Il mondo è spaventato dalle lacrime e dalla rabbia di Teheran. La morte del generale iraniano Qasem Soleimani, avvenuta a Baghdad lo scorso 3 gennaio a opera di un attacco drone realizzato dall’esercito americano, rischia di provocare un nuovo conflitto globale.
Lunedì a Teheran, alla cerimonia funebre dell’ex capo della Niru-ye Qods (l’unità delle Guardie Rivoluzionarie responsabile per la diffusione dell’ideologia khomeinista fuori dalla Repubblica Islamica), c’erano tantissime persone, milioni secondo la tv di stato. Sarebbero almeno 30 le persone morte, stando ai media locali, nella calca intorno alla sepoltura della salma dell’ex generale, prevista per oggi a Kerman, la cittadina natale di Soleimani nell’Iran sudoccidentale. La tumulazione è stata rinviata per disordini.
Il popolo e i vertici politici e religiosi sono stretti accomunati dal dolore del lutto e dalla voglia di vendicarsi contro gli Usa e il presidente Donald Trump.
Il New York Times, riportando tre fonti iraniane presenti a un vertice del Consiglio della sicurezza nazionale iraniano, afferma che la Guida suprema Ali Khamenei vuole una “rappresaglia” ai danni gli Stati Uniti, da eseguire tramite le forze militari iraniane. Al centro del piano un “attacco diretto e proporzionato”. A dare sostanza a questo timore le parole del segretario del Consiglio di sicurezza, il contrammiraglio Ali Shamkhani: “Annuncio che 13 scenari sono stati valutati dal Consiglio per la vendetta dell’Iran, e anche il più debole di questi sarà un incubo storico per gli Usa”. La rappresaglia non consisterà in un’unica operazione ma in una serie di attacchi, promette il militare.

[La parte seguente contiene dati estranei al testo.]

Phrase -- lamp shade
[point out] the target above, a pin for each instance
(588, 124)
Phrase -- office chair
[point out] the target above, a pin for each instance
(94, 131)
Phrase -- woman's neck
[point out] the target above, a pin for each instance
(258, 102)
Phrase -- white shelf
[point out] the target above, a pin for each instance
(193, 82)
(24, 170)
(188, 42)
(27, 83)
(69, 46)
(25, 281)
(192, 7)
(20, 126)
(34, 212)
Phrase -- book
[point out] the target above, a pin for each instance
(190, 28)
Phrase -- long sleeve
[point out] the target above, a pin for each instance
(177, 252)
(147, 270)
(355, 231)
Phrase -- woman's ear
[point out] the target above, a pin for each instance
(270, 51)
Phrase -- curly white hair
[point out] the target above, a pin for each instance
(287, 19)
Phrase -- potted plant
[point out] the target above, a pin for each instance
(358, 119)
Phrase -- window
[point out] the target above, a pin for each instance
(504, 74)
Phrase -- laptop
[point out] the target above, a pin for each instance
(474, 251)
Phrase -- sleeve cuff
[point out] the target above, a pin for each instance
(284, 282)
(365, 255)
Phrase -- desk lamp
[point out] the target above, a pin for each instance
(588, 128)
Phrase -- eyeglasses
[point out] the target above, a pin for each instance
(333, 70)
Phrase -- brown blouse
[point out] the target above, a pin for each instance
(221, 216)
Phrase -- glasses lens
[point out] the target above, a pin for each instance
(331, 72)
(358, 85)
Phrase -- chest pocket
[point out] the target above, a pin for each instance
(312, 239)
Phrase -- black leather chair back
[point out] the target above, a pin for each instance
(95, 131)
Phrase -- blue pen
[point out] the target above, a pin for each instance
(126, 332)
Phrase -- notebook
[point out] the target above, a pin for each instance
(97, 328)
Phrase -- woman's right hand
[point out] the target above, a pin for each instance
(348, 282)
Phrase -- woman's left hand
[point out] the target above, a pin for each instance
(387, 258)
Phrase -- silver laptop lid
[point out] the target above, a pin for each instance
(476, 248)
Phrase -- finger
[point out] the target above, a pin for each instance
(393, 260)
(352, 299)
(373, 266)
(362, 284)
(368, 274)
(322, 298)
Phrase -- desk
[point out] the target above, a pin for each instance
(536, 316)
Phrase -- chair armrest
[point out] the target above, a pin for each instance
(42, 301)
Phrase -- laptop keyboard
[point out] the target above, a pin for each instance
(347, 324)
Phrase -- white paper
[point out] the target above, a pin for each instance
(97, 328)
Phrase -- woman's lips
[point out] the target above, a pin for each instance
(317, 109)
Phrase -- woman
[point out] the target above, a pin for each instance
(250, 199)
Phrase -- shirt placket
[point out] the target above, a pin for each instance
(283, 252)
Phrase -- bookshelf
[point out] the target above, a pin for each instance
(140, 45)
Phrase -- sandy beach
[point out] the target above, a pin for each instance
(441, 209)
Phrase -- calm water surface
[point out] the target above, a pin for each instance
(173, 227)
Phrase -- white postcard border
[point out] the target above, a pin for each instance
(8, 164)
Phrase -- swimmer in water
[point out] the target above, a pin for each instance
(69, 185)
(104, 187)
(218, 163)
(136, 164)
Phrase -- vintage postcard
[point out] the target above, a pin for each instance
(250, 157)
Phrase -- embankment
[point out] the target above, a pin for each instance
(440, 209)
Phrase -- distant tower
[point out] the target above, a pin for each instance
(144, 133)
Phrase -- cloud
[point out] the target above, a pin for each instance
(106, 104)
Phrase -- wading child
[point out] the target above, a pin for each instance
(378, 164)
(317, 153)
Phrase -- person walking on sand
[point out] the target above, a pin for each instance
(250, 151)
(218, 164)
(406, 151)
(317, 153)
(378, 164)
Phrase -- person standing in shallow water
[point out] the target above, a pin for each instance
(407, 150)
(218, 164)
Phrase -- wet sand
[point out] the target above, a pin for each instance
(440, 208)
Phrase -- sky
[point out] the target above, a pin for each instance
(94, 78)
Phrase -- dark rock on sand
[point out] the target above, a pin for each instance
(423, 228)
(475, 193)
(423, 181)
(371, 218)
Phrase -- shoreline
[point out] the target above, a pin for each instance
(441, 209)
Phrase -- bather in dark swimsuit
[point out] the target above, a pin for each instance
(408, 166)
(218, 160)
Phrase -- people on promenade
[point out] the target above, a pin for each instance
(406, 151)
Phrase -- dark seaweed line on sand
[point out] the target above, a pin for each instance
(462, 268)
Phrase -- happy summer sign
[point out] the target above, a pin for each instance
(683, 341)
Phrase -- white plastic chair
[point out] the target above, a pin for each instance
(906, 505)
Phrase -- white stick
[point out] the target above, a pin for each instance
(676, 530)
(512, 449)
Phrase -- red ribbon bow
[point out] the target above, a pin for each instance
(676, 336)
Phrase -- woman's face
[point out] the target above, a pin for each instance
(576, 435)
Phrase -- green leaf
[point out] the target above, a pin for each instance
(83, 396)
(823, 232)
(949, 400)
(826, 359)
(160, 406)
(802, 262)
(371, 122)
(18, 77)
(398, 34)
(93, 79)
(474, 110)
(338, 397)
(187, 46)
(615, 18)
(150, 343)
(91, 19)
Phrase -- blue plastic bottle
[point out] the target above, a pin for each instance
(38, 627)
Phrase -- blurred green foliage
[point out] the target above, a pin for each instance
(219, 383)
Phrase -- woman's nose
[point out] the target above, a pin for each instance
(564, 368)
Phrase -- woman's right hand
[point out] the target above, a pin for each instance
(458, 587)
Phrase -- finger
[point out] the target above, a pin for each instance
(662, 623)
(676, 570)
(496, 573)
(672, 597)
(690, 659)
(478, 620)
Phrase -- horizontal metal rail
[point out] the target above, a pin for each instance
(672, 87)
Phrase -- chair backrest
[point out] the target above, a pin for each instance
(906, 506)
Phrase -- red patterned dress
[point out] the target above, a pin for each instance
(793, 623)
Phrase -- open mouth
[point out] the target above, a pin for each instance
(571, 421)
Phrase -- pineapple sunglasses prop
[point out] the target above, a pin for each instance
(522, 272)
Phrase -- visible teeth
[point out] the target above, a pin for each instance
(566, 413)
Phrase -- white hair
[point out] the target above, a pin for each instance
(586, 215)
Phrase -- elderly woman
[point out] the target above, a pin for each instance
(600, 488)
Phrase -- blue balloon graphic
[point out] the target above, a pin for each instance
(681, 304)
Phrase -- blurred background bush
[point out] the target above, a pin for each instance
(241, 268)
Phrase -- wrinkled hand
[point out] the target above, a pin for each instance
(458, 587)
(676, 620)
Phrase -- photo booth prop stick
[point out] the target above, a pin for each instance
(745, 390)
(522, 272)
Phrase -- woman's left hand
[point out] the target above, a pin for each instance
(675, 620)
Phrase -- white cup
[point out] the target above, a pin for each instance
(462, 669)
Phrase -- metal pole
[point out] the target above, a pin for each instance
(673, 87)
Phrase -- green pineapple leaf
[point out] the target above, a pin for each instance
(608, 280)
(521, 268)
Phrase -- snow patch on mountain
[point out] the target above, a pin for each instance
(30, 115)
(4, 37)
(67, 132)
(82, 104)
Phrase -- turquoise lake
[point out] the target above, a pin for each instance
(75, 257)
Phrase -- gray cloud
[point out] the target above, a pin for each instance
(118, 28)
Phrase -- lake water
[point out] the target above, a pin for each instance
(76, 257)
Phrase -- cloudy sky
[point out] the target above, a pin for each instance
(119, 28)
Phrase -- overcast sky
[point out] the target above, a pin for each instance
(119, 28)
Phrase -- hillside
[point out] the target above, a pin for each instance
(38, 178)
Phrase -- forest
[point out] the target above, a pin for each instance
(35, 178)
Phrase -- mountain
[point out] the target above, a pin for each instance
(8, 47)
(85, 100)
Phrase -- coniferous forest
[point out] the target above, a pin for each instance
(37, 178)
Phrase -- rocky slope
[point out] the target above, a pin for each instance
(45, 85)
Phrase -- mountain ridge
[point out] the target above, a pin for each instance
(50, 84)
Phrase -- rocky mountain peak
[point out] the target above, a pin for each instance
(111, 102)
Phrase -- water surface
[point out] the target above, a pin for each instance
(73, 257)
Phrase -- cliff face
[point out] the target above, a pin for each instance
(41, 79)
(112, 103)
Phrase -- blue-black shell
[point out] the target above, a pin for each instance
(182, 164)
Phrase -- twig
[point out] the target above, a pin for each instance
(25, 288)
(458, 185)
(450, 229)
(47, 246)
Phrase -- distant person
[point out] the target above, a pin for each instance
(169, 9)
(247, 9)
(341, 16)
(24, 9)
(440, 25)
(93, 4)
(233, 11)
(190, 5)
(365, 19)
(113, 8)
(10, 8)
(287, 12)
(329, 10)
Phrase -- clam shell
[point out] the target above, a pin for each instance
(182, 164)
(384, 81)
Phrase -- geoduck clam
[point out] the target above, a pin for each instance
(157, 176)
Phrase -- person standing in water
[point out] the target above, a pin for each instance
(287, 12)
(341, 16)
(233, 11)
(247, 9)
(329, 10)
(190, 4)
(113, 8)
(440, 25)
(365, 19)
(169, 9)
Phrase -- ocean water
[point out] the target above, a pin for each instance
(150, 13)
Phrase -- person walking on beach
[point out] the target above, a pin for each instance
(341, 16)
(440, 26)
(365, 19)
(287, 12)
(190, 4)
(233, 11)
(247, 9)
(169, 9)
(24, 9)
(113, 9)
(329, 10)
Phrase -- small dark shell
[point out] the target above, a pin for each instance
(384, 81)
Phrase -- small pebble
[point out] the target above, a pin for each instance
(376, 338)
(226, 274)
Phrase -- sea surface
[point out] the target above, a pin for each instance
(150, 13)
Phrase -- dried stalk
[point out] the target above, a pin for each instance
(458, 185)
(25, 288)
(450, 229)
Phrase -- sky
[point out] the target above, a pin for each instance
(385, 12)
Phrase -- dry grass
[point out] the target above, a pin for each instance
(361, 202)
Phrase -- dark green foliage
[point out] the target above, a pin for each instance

Intanto il Parlamento iraniano ha definito con una mozione “terroristi” tutte le forze armate degli Stati Uniti, e ha stanziato 200 milioni di euro a favore delle armate Qods, al cui comando, fino a poco fa, c’era proprio Soleimani.
Gli americani, tramite il segretario alla Difesa Mark Esper, hanno provato ad alleggerire la tensione, smentendo di fatto la minaccia di Donald Trump con oggetto il paventato attacco a obiettivi mirati iraniani, tra i quali i siti culturali. Esper ha infatti affermato che gli Usa rispettano le leggi dei conflitti armati, che non ammettono attacchi a luoghi di rilevanza culturale.
Ma ormai la strada appare segnata e un nuovo conflitto sembra essere alle porte. E il recente annuncio dell’Iran, causato dall’uccisione di Soleimani, con cui di fatto la repubblica islamica straccia l’accordo sul nucleare del 2015, definendosi “libera” di investire e aumentare le proprie scorte di uranio, fa paura.